Socrates disebut dia sebagai Sang Penanya dari Yunani kuno. Ia tak meninggalkan karya berupa buku, pun demikian dia begitu penting. Gunawan Muhammad sangat bangus mengupas kisahnya. Tentunya telah saya tambahkan dengan beragam sumber lain. Selamat menyimak.


Socrates itu guru Plato, tokoh utama filsafat Yunani kuno. Berdasarkan kenangan Plato tentang gurunya, kita kenal Socrates. Socrates hidup di abad ke-5 dan 4 Sebelum Masehi.

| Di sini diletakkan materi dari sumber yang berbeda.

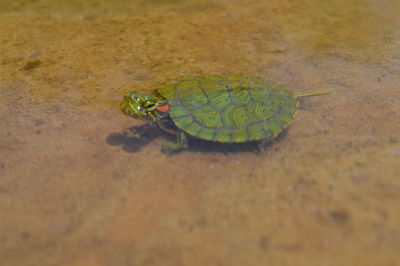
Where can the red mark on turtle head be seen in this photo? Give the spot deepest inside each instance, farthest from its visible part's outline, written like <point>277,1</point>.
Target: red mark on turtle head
<point>163,108</point>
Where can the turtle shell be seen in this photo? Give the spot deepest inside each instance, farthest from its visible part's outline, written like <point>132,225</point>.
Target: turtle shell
<point>230,107</point>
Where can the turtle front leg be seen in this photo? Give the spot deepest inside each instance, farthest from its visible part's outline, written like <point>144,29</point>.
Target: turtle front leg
<point>181,143</point>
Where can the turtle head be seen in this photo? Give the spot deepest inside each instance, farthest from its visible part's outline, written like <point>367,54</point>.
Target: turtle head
<point>143,106</point>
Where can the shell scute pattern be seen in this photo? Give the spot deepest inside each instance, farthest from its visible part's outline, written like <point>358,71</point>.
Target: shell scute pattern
<point>230,108</point>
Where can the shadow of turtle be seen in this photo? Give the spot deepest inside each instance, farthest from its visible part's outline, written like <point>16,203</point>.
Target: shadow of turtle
<point>133,140</point>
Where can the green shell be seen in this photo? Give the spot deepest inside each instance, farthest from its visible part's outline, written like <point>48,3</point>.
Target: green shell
<point>230,107</point>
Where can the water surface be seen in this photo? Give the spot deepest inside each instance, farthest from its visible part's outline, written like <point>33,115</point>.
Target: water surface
<point>76,190</point>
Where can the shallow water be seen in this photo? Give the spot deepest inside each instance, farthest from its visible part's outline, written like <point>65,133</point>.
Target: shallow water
<point>77,189</point>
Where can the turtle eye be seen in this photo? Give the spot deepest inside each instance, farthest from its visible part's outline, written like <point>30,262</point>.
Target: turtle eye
<point>148,105</point>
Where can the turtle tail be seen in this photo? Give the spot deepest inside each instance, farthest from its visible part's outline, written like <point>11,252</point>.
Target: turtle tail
<point>310,94</point>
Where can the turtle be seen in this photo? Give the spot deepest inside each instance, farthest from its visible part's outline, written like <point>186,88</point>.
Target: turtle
<point>227,108</point>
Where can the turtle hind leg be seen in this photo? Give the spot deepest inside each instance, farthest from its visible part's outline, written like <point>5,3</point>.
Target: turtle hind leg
<point>181,144</point>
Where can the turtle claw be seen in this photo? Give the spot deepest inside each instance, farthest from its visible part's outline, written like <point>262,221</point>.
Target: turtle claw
<point>181,144</point>
<point>169,148</point>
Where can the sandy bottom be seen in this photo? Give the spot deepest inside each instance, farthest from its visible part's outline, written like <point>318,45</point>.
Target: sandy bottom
<point>76,189</point>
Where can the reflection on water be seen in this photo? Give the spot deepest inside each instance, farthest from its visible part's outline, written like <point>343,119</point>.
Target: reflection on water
<point>135,138</point>
<point>89,186</point>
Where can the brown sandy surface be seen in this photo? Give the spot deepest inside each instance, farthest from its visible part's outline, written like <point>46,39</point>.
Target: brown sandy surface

Ayahnya seorang pemahat, ibunya seorang bidan.

Socrates sendiri kelak dianggap sebagai ”bidan” filsafat. Ia sendiri tak membuahkan sistem pemikiran. Ia membantu pemikiran lahir. Tapi di waktu muda, ia prajurit yang tangguh.

Sebagaimana umumnya warga Athena, ia berperang untuk mempertahankan kotanya. Keberaniannya diakui sejak dalam Perang Peloponnesia. Di Delium, ia orang Athena terakhir yang menyerah kepada pasukan Sparta.

Socrates, yang rajin melatih tubuhnya, ulung dalam perang karena bisa tahan lapar, lelah dan dingin. Tapi di kotanya, ia bekerja sebagai penatah batu dan pembuat patung. Ia tak tertarik bepergian. Tapi ia bukan suami yang ”ideal”.

Istrinya, Xanthippe, mengeluh karena ia mengabaikan keluarganya. Socrates mengakui itu -- tapi tetap tertarik kpd partner sejenis. Maklumlah, di zamannya, jadi gay bukan suatu aib. Plato, muridnya, menggambarkan Socrates yang mengejar-ngejar pemuda tampan.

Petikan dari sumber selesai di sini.